Um dia eu tive a impressão de que o amor tinha chegado. Meio súbito,
meio sem jeito, meio calado. E aquele sentimento veio tomando conta feito nuvem
preta no céu em dia de temporal. Começou um vento forte dentro de mim, uma
sensação de inquietude. E minhas noites não foram mais iguais. Ficava esperando
um sinal, uma marca, uma tatuagem. Alguma coisa que me dissesse que, sim, seria
bom e duradouro. Eu queria gritar, pedir socorro, mas a voz não chegava até a
boca, não conseguia emitir nenhum som. Eu queria viver, sentir, saber, conhecer
mais de perto aquilo que não tinha um nome certo, mas que eu queria que fosse
amor. A gente quer que seja amor sempre. Acho que isso acontece porque a gente
quer viver uma coisa bonita, uma coisa que todo mundo nessa vida diz que vive
ou já viveu. Quer saber um segredo? As pessoas mentem. Nem todo mundo viveu um
amor. E não é todo mundo, desculpa a franqueza, que vai ter a chance, a sorte,
a ousadia de viver um sentimento tão puro como esse. Eu queria de uma forma
meio desesperada que fosse amor. E dizia que era. Até sentia que era. Sentia
porque eu queria, muito, sentir. Mas, olha, não era. Não era, não foi. A gente
não foi tudo aquilo, não. Aquilo era uma paixão forte, uma coisa que me tocou,
me mexeu, me revirou, chegou sem fazer barulho, pé por pé e depois fez um
estardalhaço grande aqui no meu peito, na minha vida, nos meus dias, nas minhas
noites. Aquilo quase me destruiu por dentro e por fora. Acho que você não
entende direito o que quero dizer, mas quem já viveu uma paixão violenta e
arrebatadora sabe do que estou falando. Dói, ai, como dói. E arrebenta por
dentro. Arrebenta feito balão de festa. Estoura, entende? Estoura e não sobra
nada, não sobra um pedacinho pra contar história. Aquilo é feito um vaso bonito
e caro, que se parte em vários pedaços e muito, muito tempo depois de ter
varrido a sala você encontra um caquinho naquele canto do sofá. Não, ninguém viu.

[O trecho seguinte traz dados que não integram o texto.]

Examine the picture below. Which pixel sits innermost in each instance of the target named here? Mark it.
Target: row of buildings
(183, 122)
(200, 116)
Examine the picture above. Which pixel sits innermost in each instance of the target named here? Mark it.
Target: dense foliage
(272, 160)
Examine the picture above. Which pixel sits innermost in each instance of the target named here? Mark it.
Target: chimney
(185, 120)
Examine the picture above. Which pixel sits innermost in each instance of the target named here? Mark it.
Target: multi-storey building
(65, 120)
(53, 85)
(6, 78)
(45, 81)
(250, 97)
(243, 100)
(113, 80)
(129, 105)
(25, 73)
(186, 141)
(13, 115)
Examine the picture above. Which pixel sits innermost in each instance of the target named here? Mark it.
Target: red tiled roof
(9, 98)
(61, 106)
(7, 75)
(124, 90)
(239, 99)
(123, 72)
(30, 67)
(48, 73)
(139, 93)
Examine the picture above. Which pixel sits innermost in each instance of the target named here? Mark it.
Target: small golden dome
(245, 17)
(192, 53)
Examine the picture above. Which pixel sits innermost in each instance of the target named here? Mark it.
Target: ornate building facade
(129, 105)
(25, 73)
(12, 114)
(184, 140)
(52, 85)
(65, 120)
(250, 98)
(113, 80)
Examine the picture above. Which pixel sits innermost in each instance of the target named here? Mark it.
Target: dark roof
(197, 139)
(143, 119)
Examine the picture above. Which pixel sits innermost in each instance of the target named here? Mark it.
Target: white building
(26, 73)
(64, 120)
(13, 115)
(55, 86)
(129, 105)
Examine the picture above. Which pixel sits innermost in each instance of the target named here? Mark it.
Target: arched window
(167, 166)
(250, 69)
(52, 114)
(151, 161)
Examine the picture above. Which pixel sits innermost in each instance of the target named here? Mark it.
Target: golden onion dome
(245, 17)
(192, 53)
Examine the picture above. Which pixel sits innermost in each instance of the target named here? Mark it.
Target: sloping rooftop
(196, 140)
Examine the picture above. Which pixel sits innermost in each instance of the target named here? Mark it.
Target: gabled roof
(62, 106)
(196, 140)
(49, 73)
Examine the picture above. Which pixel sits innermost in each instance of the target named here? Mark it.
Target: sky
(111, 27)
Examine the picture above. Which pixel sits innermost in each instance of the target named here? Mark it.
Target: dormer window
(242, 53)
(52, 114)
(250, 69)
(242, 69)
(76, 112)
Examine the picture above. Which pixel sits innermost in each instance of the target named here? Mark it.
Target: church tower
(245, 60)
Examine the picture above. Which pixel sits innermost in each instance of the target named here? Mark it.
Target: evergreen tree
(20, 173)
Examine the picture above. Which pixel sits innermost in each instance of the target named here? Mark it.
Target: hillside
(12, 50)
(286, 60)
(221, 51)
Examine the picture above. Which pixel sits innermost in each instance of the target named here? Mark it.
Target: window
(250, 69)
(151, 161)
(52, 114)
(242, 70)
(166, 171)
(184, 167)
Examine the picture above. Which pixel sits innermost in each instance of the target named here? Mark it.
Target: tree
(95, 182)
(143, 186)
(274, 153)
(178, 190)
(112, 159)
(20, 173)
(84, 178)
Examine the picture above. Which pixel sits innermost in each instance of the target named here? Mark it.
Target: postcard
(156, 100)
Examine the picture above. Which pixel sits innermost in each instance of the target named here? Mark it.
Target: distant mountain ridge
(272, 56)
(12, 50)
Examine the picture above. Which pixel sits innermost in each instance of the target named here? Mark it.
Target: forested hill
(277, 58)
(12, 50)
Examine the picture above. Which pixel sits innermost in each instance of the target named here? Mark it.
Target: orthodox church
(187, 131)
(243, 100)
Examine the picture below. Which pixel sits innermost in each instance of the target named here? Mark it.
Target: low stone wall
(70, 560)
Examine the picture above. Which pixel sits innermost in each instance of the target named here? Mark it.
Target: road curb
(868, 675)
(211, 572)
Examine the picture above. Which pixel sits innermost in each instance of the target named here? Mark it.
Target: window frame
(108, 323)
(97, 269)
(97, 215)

Você varreu o melhor que podia, mas deixou aquele caquinho passar. E aquele
caquinho traz de novo todas aquelas recordações que você pensou ter esquecido.
Aquele caquinho traz aquele pedacinho que não tinha sobrado nem pra contar
história. Então, as histórias aparecem. Uma de cada vez. Uma de cada vez, uma
em cada lugar da longa fila. Uma que vem depois da outra. Uma que chega, te dá
um pontapé e chama a outra. No fundo era medo. Era um medo tremendo de deixar
alguém chegar até onde ninguém tinha ido. Era um medo de ir até onde nunca fui.
Era um medo profundo de perder a identidade, perder a hora, a cabeça, as
verdades. Que besteira. Meu Deus, que besteira enorme! O amor chegou sorrindo.
Sem gritar, sem calar, sem ponto de interrogação. O amor trouxe reticências.
Algumas vírgulas. E muitos parágrafos. O amor trouxe novas folhas brancas. E
pele, aconchego, abraço. O amor é um abraço apertado. Um beijo na testa. E uma
mão firme que te ampara a todo instante. O amor é compreensão, é olho no olho,
é promessa que cumpre, é voz que não gagueja, é quietude, segurança. É
impossível esquecer um amor. E, sabe, sou daqueles que acha que amor mesmo,
amor de verdade a gente só vive uma vez.
— Clarissa Côrrea.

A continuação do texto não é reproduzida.